TMV Successfully Trading Above Support

TMV Technical Chart (StockCharts.com)

TMV Long-Term Trend Change

Although leveraged ETFs like TMV and their associated risks as discussed previously are a horrible investment in either a sideways or down market, they many times can outperform their targeted returns when one is right on direction. For example, TMV has now returned over 76% over the past 12 months and over 54% over the past six months, both of which are more than -300% higher than what the regular U.S. 20-Year Bond ETF (TLT) has returned over the same periods. Suffice it to say, with relation to TMV and how one plays this instrument going forward, we continue to believe it is all about buying the dips as they take place over time.

The U.S. long-term bond market definitely has its fair share of both bulls and bears but ever since long-term support failed in this space as we see below and given how high the market actually got to over the past decades, we have only been trading bonds on the short side since we witnessed the sector’s change in nature. What bond bulls need to come to terms with is that the technical chart has digested every possibility that could change this market for the better or worse. This means the “market” is fully aware of current inflation rates and central bank policy with respect to its response to the higher pricing we are seeing right across the board.

TMV - Technical Chart

TMV – A Change In Direction (StockCharts.com)

30-Yr Bond Trend Change

30-Year Bond Market – Change In Nature (StockCharts.com)

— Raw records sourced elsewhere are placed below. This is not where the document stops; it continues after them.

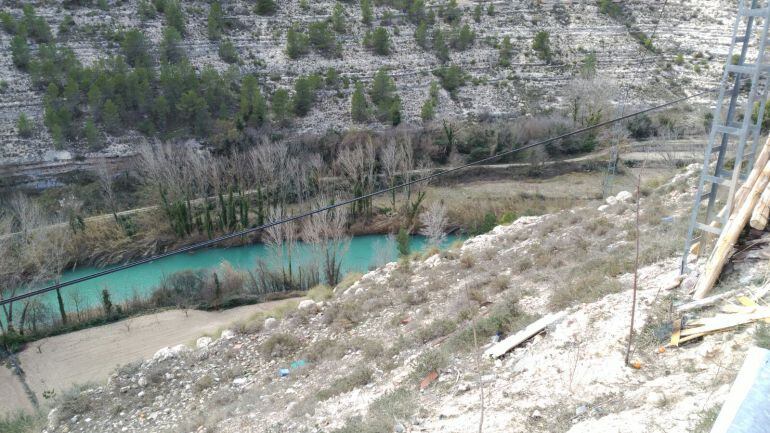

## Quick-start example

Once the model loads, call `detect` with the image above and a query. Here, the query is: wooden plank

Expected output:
[711,347,770,433]
[484,311,566,358]
[676,289,739,314]
[749,188,770,230]
[693,157,770,299]
[690,138,770,255]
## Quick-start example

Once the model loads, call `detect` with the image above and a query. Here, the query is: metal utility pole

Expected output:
[681,0,770,273]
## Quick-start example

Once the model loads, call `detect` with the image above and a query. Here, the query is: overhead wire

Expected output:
[0,89,714,306]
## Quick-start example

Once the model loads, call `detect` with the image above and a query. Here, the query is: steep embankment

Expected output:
[39,166,764,433]
[0,0,735,164]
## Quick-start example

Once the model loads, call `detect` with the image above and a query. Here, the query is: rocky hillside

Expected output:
[39,166,754,433]
[0,0,735,164]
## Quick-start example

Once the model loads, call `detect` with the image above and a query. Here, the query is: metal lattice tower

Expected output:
[681,0,770,273]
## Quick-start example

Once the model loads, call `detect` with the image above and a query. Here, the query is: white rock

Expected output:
[297,299,318,313]
[195,337,214,349]
[265,317,278,331]
[615,191,634,202]
[152,344,190,361]
[647,392,666,407]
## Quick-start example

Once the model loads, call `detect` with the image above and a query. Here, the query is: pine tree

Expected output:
[361,0,374,24]
[207,1,225,40]
[350,81,369,122]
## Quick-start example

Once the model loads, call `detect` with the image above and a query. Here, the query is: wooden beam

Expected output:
[749,188,770,230]
[690,137,770,254]
[693,157,770,299]
[484,311,567,358]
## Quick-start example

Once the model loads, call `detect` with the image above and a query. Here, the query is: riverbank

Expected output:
[0,298,301,414]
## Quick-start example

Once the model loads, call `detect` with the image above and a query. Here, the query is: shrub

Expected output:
[259,333,301,358]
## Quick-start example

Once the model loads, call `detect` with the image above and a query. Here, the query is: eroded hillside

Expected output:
[37,166,762,433]
[0,0,734,163]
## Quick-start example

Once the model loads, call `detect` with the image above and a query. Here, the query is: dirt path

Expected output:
[0,300,292,415]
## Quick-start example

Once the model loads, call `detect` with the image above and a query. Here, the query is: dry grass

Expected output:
[316,366,374,401]
[260,332,302,358]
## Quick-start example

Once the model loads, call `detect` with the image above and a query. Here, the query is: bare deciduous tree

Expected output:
[420,201,447,247]
[302,197,350,286]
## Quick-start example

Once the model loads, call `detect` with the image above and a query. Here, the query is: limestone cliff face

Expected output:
[0,0,735,164]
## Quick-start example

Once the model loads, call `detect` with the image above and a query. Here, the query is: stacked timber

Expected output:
[693,138,770,299]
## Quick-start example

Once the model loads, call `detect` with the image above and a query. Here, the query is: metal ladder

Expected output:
[681,0,770,274]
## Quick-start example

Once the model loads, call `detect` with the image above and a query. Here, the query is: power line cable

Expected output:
[0,89,715,306]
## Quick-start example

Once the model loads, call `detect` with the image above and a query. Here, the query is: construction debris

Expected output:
[484,311,566,358]
[711,347,770,433]
[693,140,770,299]
[670,296,770,346]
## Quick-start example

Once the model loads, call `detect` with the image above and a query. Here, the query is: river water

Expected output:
[12,235,459,321]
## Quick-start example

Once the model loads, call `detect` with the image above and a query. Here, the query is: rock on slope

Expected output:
[0,0,735,163]
[46,167,751,433]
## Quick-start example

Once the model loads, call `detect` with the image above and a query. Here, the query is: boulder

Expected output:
[265,317,278,331]
[195,337,214,349]
[615,191,634,202]
[152,344,190,361]
[297,299,318,313]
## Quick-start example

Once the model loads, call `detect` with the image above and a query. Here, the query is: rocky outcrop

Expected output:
[0,0,735,164]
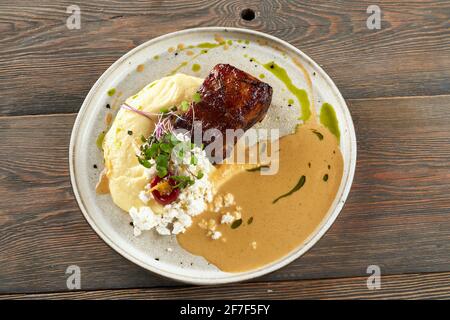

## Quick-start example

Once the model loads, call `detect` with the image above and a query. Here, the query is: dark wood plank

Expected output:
[0,96,450,293]
[0,0,450,115]
[0,272,450,300]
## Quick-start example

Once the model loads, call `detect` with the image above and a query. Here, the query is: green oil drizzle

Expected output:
[168,41,225,76]
[195,42,223,49]
[95,131,106,150]
[108,88,116,97]
[320,102,341,141]
[263,61,311,121]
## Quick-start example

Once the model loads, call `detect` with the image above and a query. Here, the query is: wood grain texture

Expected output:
[0,96,450,293]
[0,0,450,115]
[0,273,450,300]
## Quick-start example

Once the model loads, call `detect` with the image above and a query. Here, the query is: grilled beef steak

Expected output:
[175,64,272,160]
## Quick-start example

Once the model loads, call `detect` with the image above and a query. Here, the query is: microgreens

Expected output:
[137,132,204,189]
[128,92,204,189]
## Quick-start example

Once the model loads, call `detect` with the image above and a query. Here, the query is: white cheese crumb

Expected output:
[211,231,222,240]
[139,191,150,204]
[129,141,215,236]
[220,212,235,224]
[223,193,234,207]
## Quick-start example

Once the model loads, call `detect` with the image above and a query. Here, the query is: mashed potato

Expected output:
[103,74,203,212]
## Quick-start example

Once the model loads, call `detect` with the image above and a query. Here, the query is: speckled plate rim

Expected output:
[69,27,357,285]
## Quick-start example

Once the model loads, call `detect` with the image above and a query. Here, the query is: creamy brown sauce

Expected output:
[177,123,343,272]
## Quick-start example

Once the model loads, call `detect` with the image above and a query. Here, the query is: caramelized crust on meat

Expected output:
[175,64,272,160]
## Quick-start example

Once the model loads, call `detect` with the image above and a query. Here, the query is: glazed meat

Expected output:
[175,64,272,161]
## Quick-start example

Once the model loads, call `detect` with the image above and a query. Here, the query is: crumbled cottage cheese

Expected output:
[220,212,235,224]
[129,135,215,238]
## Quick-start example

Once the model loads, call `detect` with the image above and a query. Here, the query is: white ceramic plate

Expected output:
[69,27,356,284]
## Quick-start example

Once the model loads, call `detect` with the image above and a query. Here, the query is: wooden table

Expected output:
[0,0,450,299]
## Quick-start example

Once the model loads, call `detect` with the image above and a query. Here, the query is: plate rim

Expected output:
[69,26,357,285]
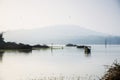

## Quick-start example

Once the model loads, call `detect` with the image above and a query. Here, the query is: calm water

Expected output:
[0,45,120,80]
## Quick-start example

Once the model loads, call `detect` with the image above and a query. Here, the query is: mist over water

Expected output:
[0,45,120,80]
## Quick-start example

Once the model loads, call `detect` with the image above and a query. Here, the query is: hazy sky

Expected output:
[0,0,120,35]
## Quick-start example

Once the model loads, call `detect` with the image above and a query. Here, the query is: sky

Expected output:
[0,0,120,35]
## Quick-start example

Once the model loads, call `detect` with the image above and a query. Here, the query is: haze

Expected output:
[0,0,120,35]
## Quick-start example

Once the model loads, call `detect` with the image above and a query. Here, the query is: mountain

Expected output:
[4,25,120,44]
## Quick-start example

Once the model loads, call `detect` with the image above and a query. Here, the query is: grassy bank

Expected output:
[101,61,120,80]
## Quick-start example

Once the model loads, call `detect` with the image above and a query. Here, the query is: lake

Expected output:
[0,45,120,80]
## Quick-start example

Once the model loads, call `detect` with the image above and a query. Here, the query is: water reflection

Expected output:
[0,51,4,62]
[18,49,32,53]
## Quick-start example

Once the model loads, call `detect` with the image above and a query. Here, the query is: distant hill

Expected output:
[4,25,120,44]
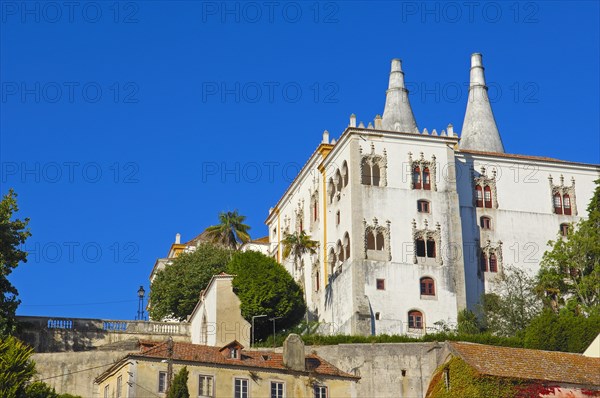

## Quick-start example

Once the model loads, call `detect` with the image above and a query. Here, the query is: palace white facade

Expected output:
[266,54,600,335]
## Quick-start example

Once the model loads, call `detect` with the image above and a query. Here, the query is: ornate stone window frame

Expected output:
[408,152,437,191]
[548,174,577,216]
[412,219,444,265]
[358,143,387,187]
[363,218,392,261]
[477,239,504,275]
[472,166,498,209]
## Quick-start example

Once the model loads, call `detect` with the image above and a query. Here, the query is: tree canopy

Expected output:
[149,243,232,320]
[205,210,250,249]
[0,189,31,337]
[536,179,600,314]
[228,251,306,339]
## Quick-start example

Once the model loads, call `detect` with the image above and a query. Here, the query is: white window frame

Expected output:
[156,370,167,394]
[198,374,215,398]
[233,377,250,398]
[269,380,286,398]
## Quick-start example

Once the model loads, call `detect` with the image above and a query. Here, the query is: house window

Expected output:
[271,381,285,398]
[314,384,329,398]
[479,216,492,229]
[117,376,123,398]
[427,238,435,258]
[417,238,425,257]
[375,232,385,250]
[475,185,483,207]
[233,379,248,398]
[417,200,429,213]
[413,166,421,189]
[554,193,562,214]
[563,194,571,216]
[408,311,423,329]
[483,186,492,209]
[479,252,487,272]
[423,167,431,191]
[158,372,167,392]
[421,278,435,296]
[490,253,498,272]
[198,375,215,397]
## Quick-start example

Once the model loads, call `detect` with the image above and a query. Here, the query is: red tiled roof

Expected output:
[458,149,598,166]
[135,340,359,379]
[449,342,600,386]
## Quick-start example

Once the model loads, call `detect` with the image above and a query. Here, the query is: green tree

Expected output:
[281,231,319,271]
[0,189,31,338]
[483,266,541,337]
[228,251,306,339]
[523,302,600,353]
[149,243,232,320]
[536,179,600,314]
[456,308,481,334]
[167,366,190,398]
[0,336,35,398]
[205,210,250,249]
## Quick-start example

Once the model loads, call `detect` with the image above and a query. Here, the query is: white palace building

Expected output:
[266,54,600,335]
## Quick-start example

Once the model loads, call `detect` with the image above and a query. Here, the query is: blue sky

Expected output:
[0,1,600,319]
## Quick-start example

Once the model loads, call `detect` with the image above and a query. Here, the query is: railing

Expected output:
[17,316,190,336]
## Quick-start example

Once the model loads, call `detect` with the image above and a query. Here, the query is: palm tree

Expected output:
[281,231,319,282]
[204,210,250,249]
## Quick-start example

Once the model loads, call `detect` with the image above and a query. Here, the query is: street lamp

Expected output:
[136,286,146,321]
[250,315,268,347]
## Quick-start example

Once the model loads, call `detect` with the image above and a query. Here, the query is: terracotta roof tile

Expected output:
[131,340,359,379]
[449,342,600,386]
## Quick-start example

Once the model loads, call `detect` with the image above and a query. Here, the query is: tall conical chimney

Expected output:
[459,53,504,153]
[381,58,419,133]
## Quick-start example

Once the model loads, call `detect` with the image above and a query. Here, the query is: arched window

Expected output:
[373,164,381,187]
[335,170,344,192]
[563,194,571,216]
[421,277,435,296]
[413,166,421,189]
[427,238,435,258]
[417,200,429,213]
[417,238,425,257]
[361,158,371,185]
[342,160,348,187]
[479,252,488,272]
[408,310,424,329]
[329,247,337,275]
[483,185,492,209]
[336,240,345,262]
[344,233,350,260]
[475,185,483,207]
[327,178,335,203]
[375,232,385,250]
[367,232,375,250]
[423,167,431,191]
[554,193,562,214]
[490,253,498,272]
[479,216,492,229]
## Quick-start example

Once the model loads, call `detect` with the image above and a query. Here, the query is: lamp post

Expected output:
[250,315,268,347]
[269,316,283,348]
[136,286,146,321]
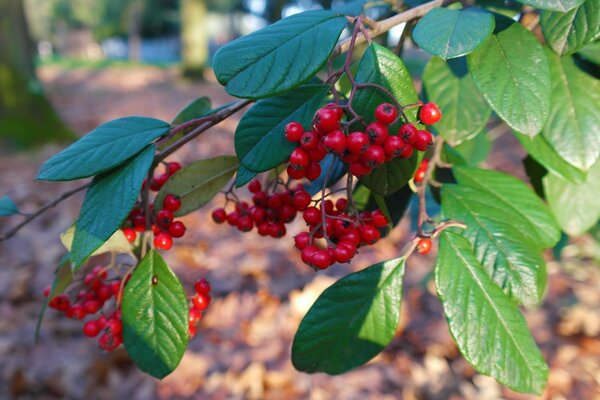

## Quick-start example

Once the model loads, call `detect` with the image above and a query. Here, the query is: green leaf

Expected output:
[0,196,19,217]
[453,167,560,248]
[542,49,600,171]
[37,117,171,181]
[292,258,405,375]
[412,8,496,60]
[442,184,547,306]
[513,131,586,183]
[122,250,189,379]
[423,57,492,146]
[540,0,600,56]
[542,162,600,236]
[517,0,585,12]
[435,231,548,394]
[467,21,551,136]
[235,85,328,172]
[71,145,155,270]
[155,156,238,217]
[213,10,346,99]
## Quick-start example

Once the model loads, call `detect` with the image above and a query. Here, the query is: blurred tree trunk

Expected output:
[181,0,208,78]
[0,0,73,147]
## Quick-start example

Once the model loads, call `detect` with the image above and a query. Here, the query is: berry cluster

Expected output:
[44,266,126,351]
[121,162,186,250]
[188,278,211,338]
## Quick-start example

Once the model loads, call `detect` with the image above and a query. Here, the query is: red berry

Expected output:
[284,122,304,142]
[419,103,442,125]
[169,221,185,238]
[417,239,432,254]
[346,132,369,154]
[375,103,398,125]
[398,124,417,144]
[154,232,173,250]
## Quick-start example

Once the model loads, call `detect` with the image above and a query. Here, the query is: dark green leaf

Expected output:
[543,162,600,236]
[155,156,238,217]
[412,8,496,60]
[517,0,585,12]
[71,145,155,270]
[292,258,404,375]
[542,49,600,171]
[540,0,600,56]
[122,250,189,379]
[423,57,492,146]
[235,85,328,172]
[435,231,548,394]
[467,20,551,136]
[37,117,171,181]
[0,196,19,217]
[213,10,346,99]
[513,131,586,183]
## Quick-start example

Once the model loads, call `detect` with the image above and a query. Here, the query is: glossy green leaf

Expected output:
[517,0,585,12]
[235,85,328,172]
[513,131,586,183]
[0,196,19,217]
[292,258,405,375]
[213,10,346,99]
[540,0,600,56]
[442,184,547,306]
[423,57,492,146]
[542,49,600,171]
[435,231,548,394]
[467,22,551,136]
[155,156,238,217]
[37,117,171,181]
[121,250,189,379]
[453,167,560,248]
[412,8,496,60]
[543,162,600,236]
[71,145,155,270]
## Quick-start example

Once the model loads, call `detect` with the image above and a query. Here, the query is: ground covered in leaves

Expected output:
[0,67,600,400]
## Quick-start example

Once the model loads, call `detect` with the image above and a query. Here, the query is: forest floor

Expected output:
[0,67,600,400]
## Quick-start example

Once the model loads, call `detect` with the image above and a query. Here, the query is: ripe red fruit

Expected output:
[284,122,304,142]
[413,130,433,151]
[398,124,417,144]
[154,232,173,250]
[375,103,398,125]
[417,239,432,255]
[346,132,369,154]
[419,103,442,125]
[362,144,385,168]
[169,221,185,238]
[323,131,346,154]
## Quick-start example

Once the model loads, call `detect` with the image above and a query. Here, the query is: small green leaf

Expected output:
[292,258,405,375]
[122,250,189,379]
[37,117,171,181]
[542,161,600,236]
[517,0,585,12]
[0,196,19,217]
[542,49,600,171]
[235,85,328,172]
[155,156,238,217]
[467,17,551,136]
[412,8,496,60]
[540,0,600,56]
[71,145,155,270]
[213,10,346,99]
[435,231,548,394]
[513,131,586,183]
[423,57,492,146]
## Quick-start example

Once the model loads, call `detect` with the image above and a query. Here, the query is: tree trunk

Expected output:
[0,0,73,147]
[181,0,208,78]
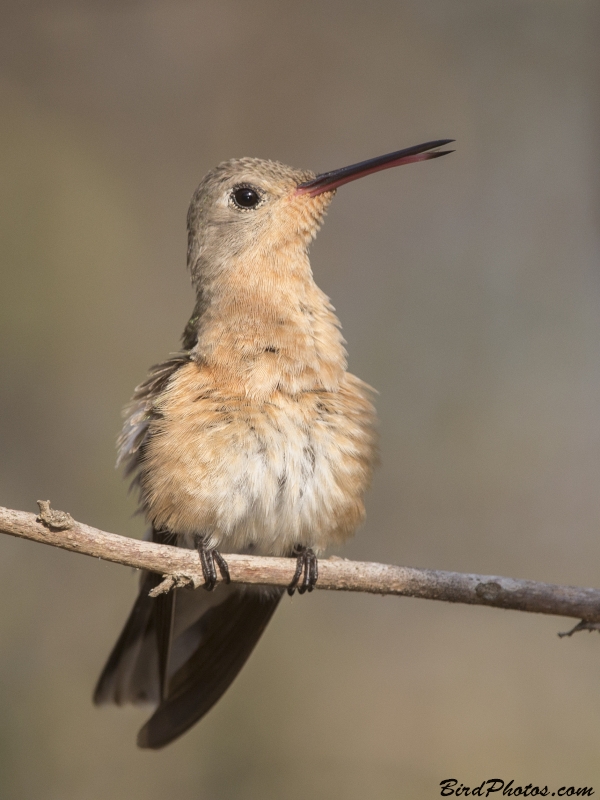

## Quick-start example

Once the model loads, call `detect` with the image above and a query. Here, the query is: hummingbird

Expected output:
[94,139,453,749]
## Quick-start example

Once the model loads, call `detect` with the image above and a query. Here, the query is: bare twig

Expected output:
[0,501,600,622]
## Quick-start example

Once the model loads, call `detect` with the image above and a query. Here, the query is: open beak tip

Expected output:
[296,139,455,197]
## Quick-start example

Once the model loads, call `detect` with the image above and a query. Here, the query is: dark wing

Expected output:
[94,314,281,748]
[94,552,282,749]
[138,586,282,749]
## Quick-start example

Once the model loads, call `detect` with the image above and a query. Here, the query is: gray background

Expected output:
[0,0,600,800]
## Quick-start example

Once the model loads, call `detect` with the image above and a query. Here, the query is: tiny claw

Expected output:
[196,536,231,592]
[287,545,319,597]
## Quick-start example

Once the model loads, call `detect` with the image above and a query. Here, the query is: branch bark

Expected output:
[0,501,600,629]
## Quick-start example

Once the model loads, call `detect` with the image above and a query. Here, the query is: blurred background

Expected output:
[0,0,600,800]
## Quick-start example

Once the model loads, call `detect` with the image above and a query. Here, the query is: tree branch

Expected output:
[0,501,600,629]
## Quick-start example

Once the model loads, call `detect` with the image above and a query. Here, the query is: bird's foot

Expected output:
[288,545,319,597]
[196,536,231,592]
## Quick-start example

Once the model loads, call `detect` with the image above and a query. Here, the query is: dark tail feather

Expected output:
[94,572,161,705]
[137,587,281,749]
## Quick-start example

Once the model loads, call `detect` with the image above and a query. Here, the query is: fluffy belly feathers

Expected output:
[140,363,375,555]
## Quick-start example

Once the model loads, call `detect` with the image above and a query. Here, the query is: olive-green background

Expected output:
[0,0,600,800]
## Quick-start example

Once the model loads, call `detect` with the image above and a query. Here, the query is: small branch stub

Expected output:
[36,500,75,531]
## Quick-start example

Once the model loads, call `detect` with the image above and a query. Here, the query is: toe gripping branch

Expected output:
[196,536,231,592]
[288,545,319,597]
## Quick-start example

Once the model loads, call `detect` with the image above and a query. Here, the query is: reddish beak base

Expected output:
[295,139,454,197]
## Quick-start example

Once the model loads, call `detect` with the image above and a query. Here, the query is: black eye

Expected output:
[231,186,260,208]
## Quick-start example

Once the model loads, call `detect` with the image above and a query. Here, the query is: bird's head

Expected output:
[188,139,452,283]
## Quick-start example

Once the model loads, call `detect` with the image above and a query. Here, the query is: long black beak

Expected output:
[296,139,454,197]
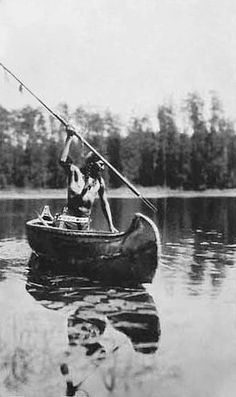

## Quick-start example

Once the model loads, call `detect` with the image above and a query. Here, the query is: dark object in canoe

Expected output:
[26,213,160,284]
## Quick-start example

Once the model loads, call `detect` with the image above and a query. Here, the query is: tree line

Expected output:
[0,92,236,190]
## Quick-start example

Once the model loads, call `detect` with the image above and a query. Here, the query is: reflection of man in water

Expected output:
[60,127,117,233]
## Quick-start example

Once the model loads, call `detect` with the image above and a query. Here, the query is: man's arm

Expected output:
[98,179,118,233]
[59,127,74,173]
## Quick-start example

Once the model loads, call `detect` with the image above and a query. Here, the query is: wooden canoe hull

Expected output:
[26,213,160,283]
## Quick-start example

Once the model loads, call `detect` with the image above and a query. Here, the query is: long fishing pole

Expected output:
[0,62,157,212]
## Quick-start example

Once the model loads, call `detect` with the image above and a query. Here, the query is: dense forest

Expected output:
[0,93,236,190]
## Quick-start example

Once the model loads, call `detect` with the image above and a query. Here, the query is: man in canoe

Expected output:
[59,127,118,233]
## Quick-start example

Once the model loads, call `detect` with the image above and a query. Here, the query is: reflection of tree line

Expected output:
[26,261,160,396]
[159,197,236,286]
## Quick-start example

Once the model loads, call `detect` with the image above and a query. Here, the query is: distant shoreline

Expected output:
[0,186,236,200]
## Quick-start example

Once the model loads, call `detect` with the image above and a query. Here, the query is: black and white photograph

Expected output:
[0,0,236,397]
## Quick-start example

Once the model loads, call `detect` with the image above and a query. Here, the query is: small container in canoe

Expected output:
[26,213,160,284]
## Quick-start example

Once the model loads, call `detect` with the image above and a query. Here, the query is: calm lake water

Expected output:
[0,198,236,397]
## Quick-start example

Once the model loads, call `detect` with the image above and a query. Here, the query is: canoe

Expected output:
[26,213,160,283]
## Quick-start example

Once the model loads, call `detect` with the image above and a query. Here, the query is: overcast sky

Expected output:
[0,0,236,121]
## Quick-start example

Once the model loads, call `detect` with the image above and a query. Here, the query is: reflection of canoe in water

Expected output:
[26,261,160,355]
[26,213,160,283]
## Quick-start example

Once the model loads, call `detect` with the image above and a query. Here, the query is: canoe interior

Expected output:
[26,213,160,284]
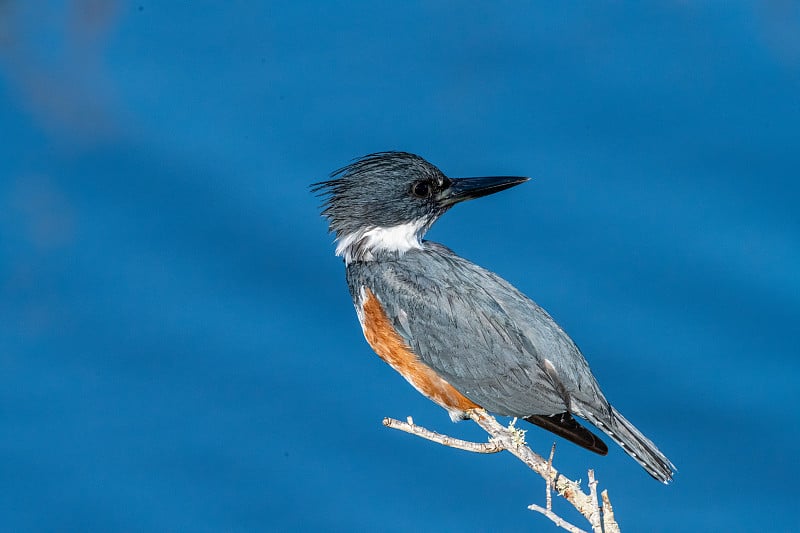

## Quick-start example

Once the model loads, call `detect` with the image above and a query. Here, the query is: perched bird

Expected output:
[312,152,675,483]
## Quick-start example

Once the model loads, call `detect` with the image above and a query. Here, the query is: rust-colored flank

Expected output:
[363,289,480,412]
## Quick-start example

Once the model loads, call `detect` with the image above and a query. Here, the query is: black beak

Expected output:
[439,176,530,207]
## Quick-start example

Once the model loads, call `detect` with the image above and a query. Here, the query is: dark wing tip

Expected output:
[523,413,608,455]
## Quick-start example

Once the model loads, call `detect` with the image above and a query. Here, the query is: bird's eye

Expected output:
[411,181,431,198]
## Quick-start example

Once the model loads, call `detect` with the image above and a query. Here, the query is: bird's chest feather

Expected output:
[356,286,479,419]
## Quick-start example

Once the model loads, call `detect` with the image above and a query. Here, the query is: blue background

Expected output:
[0,0,800,531]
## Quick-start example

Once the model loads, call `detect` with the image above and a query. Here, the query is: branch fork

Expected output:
[383,409,620,533]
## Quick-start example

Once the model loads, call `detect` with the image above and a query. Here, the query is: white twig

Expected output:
[600,490,620,533]
[383,416,504,453]
[528,503,587,533]
[383,409,619,533]
[589,469,603,533]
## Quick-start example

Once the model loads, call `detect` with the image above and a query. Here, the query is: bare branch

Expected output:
[589,468,603,533]
[383,409,619,533]
[600,490,620,533]
[528,503,587,533]
[383,416,504,453]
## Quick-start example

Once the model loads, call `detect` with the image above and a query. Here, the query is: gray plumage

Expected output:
[317,152,674,482]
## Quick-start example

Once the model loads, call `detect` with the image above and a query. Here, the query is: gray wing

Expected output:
[348,243,608,417]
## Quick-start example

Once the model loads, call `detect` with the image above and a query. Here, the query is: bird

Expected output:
[311,151,675,483]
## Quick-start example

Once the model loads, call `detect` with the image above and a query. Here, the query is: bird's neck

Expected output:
[336,220,428,264]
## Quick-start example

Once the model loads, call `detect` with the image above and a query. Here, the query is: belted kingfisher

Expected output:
[312,152,675,483]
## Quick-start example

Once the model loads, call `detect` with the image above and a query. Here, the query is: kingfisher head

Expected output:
[312,152,528,263]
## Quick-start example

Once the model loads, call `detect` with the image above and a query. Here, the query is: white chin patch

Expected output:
[336,221,425,263]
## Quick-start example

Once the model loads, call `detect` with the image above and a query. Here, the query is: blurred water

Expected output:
[0,0,800,531]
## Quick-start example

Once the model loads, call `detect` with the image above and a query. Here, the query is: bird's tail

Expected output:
[581,407,675,483]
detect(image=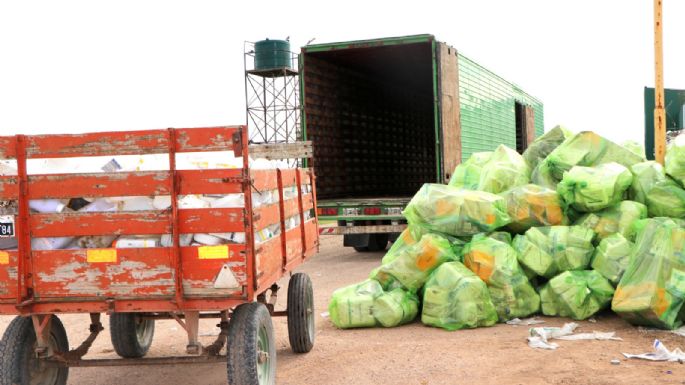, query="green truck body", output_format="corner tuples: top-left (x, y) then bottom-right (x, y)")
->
(300, 35), (543, 250)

Talk Is Cheap – Behavior Never Lies

Whether in real life or in the investing world, one thing remains constant: Behavior Never Lies. What do we mean by this? Well, you can bet that bond bulls not long ago (once inflation spiked to the upside) believed the initial narrative that inflation was transitory. That was the first lie. Furthermore, it is reasonable to state that the eternal optimist still believes that the Fed ultimately will get to grips with the problem. In fact, bond bulls once more came out in force to give long-term treasuries a timely boost as a result of Fed Chair Jerome Powell‘s recent hawkish Jackson Hole comments. Powell stated that policy will continue to be tightened sufficiently in order to bring inflation down to target. Once more though, Powell left the door open to a more dovish stance, reminding his audience of the pain of a sustained tightening cycle over time. It was these comments evidently that continue to let Powell off the hook.

So the question I have for the bulls is the following: Do we go on the repeated reassurances Powell gives to the markets or do we judge him by his behavior to date, which is also clearly on view if anyone would like to notice? When it boils down to it, Powell has both raised rates too late and raised them far too slowly to curb inflation. Suffice it to say, if the U.S. undergoes an economic contraction over a sustained period (Which is bound to happen sooner rather than later), what are the possibilities of Powell continuing his tightening cycle if this is all he is doing at present?

Conclusion

This is why we will continue to monitor his behavior and watch how the markets respond as a result. Just remember, in all markets, price moves in trends, and a new trend in motion is much more likely to continue than to reverse. Remaining short bonds. We look forward to continued coverage.